February 25, 2015

Cabin Fever or a Wintry Mix?

Cabin fever? Hah! I am suffering from the much more debilitating 'wintry mix'. A dash of cabin fever, a soupcon of winter blahs, a modicum of arthritic knee pain, and a hefty dollop of writer's block. That's me.
Illustration: Chris Clover
I walk from room to room and gaze hopefully out the windows looking for anything green, any sign of spring. I did see a robin, but he just looked cold, sad and depressed, about like me.

I go from project to project. A line written here, a load of laundry there. I clean out one cupboard, only to find that I've dumped all of the stuff I took out into another cupboard. My to-do list is growing, but have-done list is not.

My arms don't touch my sides for all of the layers I'm wearing. I've lost sixteen pounds sticking to my Weight Watchers, but who could tell?

And please don't tell me to be thankful I'm not in Massachusetts or Rhode Island. If I were I wouldn't have to worry about my wintry mix because I'd be in the state home for people WHO HAVE HAD ENOUGH AND FINALLY LOST IT!

To add insult to injury, or perhaps the other way around, I watched the news the other night and found that I, along with my sister and sister-in-law, might be featured players on a video made by a local pervert who runs a very nice restaurant near here.

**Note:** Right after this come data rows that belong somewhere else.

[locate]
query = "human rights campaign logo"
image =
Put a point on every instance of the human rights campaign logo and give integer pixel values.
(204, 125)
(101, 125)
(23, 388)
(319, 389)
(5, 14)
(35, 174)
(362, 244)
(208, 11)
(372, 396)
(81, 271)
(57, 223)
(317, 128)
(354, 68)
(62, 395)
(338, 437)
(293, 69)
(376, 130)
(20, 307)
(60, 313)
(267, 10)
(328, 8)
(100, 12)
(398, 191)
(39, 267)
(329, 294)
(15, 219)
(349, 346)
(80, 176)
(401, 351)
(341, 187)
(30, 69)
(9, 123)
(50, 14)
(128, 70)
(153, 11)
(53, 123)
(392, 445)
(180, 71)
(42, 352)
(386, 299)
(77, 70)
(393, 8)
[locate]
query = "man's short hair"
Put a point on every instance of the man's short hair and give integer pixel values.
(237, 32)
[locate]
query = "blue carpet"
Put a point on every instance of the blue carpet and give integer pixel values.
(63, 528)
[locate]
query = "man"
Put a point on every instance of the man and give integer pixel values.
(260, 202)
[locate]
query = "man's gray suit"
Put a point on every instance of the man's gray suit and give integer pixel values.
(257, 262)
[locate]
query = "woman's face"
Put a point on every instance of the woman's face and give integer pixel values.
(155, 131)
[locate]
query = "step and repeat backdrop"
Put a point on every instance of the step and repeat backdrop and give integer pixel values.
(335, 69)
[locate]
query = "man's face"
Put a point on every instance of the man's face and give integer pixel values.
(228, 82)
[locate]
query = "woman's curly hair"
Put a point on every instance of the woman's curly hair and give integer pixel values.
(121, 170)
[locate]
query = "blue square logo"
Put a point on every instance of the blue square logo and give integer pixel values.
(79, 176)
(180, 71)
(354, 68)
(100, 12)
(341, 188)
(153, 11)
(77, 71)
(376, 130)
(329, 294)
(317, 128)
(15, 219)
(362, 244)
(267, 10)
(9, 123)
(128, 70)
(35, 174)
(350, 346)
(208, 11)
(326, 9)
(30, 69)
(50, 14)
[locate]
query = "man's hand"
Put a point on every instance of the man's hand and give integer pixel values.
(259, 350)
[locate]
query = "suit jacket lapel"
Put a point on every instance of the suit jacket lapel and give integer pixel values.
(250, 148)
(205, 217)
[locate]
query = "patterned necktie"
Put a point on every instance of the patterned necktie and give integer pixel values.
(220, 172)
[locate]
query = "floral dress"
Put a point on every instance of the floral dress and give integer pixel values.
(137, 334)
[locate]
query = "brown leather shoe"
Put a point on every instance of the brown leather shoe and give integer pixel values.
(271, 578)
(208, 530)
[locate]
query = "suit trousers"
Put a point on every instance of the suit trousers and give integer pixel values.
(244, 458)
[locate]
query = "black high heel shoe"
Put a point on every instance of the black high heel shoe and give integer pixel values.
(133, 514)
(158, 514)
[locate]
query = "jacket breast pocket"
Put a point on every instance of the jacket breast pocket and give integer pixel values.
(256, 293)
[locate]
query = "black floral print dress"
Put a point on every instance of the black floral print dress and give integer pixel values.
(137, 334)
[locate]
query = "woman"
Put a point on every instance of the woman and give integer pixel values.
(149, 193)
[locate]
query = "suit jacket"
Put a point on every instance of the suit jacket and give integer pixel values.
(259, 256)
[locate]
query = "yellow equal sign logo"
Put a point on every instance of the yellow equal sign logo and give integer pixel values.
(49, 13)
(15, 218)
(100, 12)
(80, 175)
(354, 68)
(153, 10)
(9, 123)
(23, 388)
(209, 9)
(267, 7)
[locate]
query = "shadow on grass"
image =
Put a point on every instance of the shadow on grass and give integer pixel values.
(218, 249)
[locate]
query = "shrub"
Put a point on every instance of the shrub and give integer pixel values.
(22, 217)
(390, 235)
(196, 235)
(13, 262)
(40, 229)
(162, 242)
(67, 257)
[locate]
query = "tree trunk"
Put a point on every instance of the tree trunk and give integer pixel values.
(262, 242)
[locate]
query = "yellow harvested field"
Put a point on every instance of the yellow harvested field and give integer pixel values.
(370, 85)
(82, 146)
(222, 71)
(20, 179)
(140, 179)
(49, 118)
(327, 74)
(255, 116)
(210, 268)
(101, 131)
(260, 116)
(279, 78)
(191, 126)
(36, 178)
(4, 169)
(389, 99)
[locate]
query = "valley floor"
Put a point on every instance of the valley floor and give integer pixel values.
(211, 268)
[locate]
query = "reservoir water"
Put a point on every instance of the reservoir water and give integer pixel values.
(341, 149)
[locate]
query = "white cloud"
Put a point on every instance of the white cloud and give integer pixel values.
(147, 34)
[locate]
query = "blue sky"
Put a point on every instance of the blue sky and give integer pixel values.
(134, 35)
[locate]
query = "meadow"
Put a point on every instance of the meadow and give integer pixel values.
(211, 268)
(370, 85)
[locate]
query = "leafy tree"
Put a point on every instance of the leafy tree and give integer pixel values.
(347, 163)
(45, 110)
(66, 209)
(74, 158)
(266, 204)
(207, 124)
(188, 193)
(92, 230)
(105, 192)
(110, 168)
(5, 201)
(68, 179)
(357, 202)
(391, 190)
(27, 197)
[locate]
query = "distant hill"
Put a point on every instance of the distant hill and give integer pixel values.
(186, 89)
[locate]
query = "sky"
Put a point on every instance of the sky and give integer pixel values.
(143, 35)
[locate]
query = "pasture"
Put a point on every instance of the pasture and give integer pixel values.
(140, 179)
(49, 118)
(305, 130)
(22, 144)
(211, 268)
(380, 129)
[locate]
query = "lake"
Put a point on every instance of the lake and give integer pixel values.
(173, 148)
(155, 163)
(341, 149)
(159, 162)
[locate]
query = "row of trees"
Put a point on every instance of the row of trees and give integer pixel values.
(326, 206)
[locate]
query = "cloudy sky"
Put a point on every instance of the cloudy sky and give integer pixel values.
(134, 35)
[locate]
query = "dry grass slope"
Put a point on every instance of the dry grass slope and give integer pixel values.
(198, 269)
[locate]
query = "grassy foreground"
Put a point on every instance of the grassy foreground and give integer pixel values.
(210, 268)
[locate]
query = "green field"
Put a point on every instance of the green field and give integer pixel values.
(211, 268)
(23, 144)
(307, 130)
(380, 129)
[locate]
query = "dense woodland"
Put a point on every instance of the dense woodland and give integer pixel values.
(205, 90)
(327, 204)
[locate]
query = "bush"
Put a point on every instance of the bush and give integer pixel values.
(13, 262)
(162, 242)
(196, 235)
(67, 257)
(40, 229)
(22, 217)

Yes, I'm talking about cameras in the ladies room. I have been a patron of that very ladies room several times in the last few years and I have two questions about this. Who in this world gets his jollies, as my mother used to say, watching women use these facilities? And when am I getting paid for my performance?

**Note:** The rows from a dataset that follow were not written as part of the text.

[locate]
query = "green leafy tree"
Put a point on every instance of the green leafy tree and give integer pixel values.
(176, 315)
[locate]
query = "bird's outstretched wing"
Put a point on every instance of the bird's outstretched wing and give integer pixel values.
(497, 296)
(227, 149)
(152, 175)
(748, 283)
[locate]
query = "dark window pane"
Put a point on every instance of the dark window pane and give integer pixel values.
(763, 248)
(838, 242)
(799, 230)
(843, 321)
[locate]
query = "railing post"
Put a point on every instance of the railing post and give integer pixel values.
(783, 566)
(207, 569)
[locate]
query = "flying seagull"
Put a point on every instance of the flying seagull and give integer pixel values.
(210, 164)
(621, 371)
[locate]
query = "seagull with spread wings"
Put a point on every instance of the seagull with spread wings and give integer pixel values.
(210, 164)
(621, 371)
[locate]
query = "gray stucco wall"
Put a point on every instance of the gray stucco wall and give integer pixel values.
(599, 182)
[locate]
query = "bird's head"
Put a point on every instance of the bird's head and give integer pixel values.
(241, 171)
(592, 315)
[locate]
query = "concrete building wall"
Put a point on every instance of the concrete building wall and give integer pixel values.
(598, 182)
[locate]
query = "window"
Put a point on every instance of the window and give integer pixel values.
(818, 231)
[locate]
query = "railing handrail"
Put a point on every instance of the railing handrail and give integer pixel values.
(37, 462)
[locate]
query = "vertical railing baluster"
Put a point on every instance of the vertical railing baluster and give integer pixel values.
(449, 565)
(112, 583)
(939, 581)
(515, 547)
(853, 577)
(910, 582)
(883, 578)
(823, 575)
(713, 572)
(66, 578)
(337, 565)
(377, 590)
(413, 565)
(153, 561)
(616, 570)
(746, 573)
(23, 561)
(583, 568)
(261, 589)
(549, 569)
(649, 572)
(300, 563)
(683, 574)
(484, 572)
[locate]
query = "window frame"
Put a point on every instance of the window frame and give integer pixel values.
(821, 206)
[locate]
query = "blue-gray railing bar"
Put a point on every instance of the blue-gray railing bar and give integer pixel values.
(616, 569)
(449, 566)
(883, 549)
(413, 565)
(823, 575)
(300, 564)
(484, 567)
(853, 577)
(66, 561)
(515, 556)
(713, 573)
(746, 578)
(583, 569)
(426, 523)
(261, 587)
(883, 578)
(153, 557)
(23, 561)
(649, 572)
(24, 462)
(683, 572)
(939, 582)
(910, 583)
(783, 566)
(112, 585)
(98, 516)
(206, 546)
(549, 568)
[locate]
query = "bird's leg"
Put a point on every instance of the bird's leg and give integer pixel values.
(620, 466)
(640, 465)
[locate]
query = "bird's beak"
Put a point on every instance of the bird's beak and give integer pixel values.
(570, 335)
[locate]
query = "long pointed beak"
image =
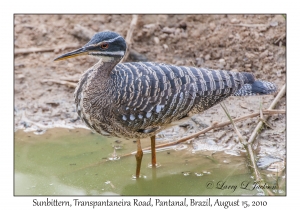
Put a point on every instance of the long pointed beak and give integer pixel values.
(74, 53)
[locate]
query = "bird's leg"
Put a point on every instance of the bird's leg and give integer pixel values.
(153, 151)
(138, 157)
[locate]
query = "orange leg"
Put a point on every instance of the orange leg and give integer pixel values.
(153, 151)
(138, 157)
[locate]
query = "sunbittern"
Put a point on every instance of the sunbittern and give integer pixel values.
(138, 99)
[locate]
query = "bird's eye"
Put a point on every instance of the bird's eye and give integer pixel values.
(104, 45)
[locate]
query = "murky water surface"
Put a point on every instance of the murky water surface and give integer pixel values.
(78, 162)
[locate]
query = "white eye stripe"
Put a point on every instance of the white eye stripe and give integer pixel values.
(105, 41)
(111, 40)
(121, 53)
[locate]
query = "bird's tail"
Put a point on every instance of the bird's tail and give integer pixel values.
(255, 87)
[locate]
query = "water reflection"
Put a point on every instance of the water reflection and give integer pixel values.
(76, 162)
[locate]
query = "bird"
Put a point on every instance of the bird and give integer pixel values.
(136, 100)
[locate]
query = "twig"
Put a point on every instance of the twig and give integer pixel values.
(273, 104)
(247, 146)
(69, 84)
(35, 49)
(217, 125)
(129, 35)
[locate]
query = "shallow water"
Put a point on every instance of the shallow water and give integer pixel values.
(76, 162)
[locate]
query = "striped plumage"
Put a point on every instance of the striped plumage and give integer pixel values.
(137, 100)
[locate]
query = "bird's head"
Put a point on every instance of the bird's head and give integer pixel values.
(105, 44)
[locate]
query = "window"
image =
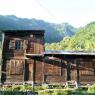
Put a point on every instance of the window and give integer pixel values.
(18, 44)
(11, 44)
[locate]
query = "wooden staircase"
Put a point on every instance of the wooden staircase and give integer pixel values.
(71, 84)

Since there seem to be no answers to these questions, I will go now and feed the robin outside my window. He's been looking in, probably hoping to see something green.

January 18, 2015

I just don't understand!

My father used to say quite often that he was just too old. He didn’t understand this world any more. Well, I’m beginning to know how he felt.           


When we’re young I think not understanding things is a good thing. We question and dissect and search for meaningful answers. And we are sure that at some point we will figure out all that life has to offer.

But as we age and those answers aren’t forthcoming and more and more things go on that seem to us ‘odd’, we start shaking our heads and saying, “I don’t get it!” with an alarming amount of regularity.

Of course, there are a myriad number of things that I have never understood and never thought that I would; i.e.: the theory of relativity, why avocados have such large pits, why nature in its infinite wisdom made mosquitoes, and who first looked at a blue crab and said, “Boy, I’ll bet that’s tasty!”  These don’t bother me.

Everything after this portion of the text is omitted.